Art. 2º § 1º - Todos aquelles que, tendo em sua companhia meninos e meninas nas condições acima mencionadas, deixarem de matricular-lhes em estabelecimentos particulares ou em suas casas a instrucção primária do 1º grão, sejam pais, mais tutores ou protectores, ficam sujeitos a uma multa de 20 a 100$000 (BRASIL, 1879).

Como percebemos, ficam dispensados dessa obrigação os alunos frequentadores de escolas particulares ou aqueles que recebiam instrução em suas residências.

O pensamento liberal reconhece o direito de todos à educação, por meio da gratuidade e da obrigatoriedade. Para os liberais, a educação é um direito e dever de todos; sendo assim, a obrigatoriedade e a gratuidade são instrumentos fundamentais na efetivação desse direito e no cumprimento desse dever.

O decreto de 1849 manteve a divisão da escola primária em 1º e 2º graus, conforme o quadro 2:

PROGRAMA

Escola Primária de 1º Grau

Instrução Moral; Instrução Religiosa; Leitura e Escrita; Noções das Coisas; Noções Essenciais de Gramática; Princípios Elementares de Aritmética; Sistema Legal de Pesos e Medidas; Noções de História e Geografia do Brasil; Elementos de Desenho Linear; Rudimentos de Música com exercício de Solfejo; Canto; Ginástica e Costura simples para as meninas.

Escola Primária de 2º Grau

Princípios elementares de Álgebra e Geometria; Noções de Física, Química e História Natural com explicações de suas aplicações ao uso da vida; Noções Gerais de Deveres dos Homens e do Cidadão com explicação sucinta da organização do Império; Noções de Lavoura e Horticultura; Noções de Economia Social e Prática Manual de Ofício (meninos) e de Agulha (meninas).

Quadro 2: Organização da Escola Primária (Decreto 4.247 de 1879). Fonte: Decreto 4.247 de 19 de abril de 1879.

Os programas de ensino passam a caminhar em função de uma realidade pautada nos ideais do liberalismo, uma forma de atender às novas necessidades de mão de obra do sistema brasileiro. Mesmo a disciplina Instrução religiosa, sugerida no programa de ensino primário de 1º grau, é proposta da seguinte maneira:

Art. 4º § 1º Os alunnos acathólicos não são obrigados a frequentar a aula de instrucção religiosa, que por isso deverá effectuar-se em dias determinados da semana e sempre antes ou depois das horas destinadas ao ensino das outras disciplinas (BRASIL, 1879).
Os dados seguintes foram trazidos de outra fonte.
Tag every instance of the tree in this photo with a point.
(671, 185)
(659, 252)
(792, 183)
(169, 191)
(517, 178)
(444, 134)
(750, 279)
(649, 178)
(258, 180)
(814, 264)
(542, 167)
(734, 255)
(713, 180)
Os alunos do curso primário, no regulamento de Leôncio de Carvalho, que não professavam a fé católica, não eram obrigados a frequentar as aulas de ensino religioso. A agregação dos valores da religião – no caso do Brasil, a católica – pelo Estado já não correspondia à nova realidade. Podemos perceber isso quando olhamos, por exemplo, para a disciplina Instrução Moral, que visa ensinar sistemas de regras constituídas, um importante dispositivo para imputar normas de civilidade garantindo, assim, que o Brasil caminhasse firme rumo ao progresso.

É primordial compreendermos que a Reforma de Leôncio de Carvalho retrata a dinâmica de transformações sociais – incluindo a educação escolar – que se operaram no Brasil nos fins do século XIX. Esse conjunto de informações nos oferece pistas de como se desenhará a educação e o ensino nos primeiros anos da Primeira República, período delimitado para nossa pesquisa.